Hercules is actually such a profound movie
Like I can't say I'm not biased, it's been my favorite Disney movie for practically my entire life. I was three when it came out and became instantly utterly obsessed with it.
But re-watching it over the past week, several things have occurred to me.
It may have the most emotionally complex second act low point of any Disney Renaissance film.
- Hercules is told that he's not a true hero yet by Zeus (his biological father)

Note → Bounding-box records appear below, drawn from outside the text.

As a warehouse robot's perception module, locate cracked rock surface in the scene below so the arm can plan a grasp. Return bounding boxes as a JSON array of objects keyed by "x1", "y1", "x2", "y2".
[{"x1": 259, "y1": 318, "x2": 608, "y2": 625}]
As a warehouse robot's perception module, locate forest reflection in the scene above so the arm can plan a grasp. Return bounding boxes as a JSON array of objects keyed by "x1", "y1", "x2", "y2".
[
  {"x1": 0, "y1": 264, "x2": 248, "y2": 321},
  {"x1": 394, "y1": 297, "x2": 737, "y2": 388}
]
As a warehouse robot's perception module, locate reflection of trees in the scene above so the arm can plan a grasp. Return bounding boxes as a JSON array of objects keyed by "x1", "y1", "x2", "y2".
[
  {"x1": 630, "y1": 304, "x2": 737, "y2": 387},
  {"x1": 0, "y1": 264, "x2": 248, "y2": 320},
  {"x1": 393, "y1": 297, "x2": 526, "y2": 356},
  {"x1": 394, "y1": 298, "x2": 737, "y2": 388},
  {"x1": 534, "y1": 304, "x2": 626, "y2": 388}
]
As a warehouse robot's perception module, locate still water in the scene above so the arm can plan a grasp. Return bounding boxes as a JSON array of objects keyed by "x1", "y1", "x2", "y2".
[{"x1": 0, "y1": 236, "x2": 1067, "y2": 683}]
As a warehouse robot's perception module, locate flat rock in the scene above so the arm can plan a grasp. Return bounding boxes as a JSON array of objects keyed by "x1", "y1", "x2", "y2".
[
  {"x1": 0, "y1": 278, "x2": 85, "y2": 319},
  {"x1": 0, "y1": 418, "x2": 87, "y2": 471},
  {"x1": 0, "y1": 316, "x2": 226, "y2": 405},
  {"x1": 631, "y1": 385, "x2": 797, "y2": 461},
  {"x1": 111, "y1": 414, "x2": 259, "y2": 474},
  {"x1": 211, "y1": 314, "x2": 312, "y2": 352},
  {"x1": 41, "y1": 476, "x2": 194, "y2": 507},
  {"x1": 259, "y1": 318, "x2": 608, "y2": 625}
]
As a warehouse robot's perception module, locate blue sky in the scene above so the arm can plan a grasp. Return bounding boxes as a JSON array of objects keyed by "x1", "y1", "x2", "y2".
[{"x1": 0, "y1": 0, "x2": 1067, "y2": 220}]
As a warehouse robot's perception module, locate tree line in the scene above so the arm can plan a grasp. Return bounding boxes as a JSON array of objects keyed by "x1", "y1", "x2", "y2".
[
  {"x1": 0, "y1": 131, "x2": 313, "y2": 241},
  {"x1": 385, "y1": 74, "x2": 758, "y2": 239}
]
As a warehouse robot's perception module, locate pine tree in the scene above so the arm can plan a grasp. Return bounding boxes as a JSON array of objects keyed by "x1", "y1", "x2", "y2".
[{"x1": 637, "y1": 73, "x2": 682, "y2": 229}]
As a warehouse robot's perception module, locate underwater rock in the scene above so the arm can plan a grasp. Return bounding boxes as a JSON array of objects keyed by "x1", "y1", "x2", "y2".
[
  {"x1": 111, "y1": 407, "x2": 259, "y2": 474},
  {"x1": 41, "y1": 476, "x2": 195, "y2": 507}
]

- He falls out with Phil (his surrogate father) after Phil tells him that the girl he's in love with has been playing him for a sap
- 5 minutes later, Hades pops up and talks him into giving up his strength for the next 24 hours, on the condition that Meg will be safe from harm
- immediately after making said deal, discovers that Meg HAS been a double agent this whole time and has his heart broken
- he has lost pretty much everything and is practically suicidal, to wit
- when all hell breaks loose in Thebes, he goes out to fight, knowing he will probably be killed because he feels he has nothing left to lose and allows himself to be beaten up and publicly humiliated
- When he IS almost killed by a falling pillar, Meg saves him and is crushed herself. This gives him back his strength because Hades promised she wouldn't get hurt, but she dies as a result.
In fact this movie may be what helped me understand the CONCEPT of death as a child.
The scene where Hercules plunges into the Styx to retrieve Meg's soul, rapidly aging in as the water literally sucks the life out of him may be one of the greatest sequences in animated history.
Something that really hit after I learned the mythology of Hercules when I was older - Hercules also dies in this movie.
In actual Greek mythology, Hercules dies after having his mortal skin stripped off with poison, leaving only the immortal being underneath.
Likewise I'm Disney's film, Hercules dies in the Styx. He is restored to immortality through the virtue of his sacrifice.
Most Disney couples are willing to die for each other, but Hercules and Meg DID.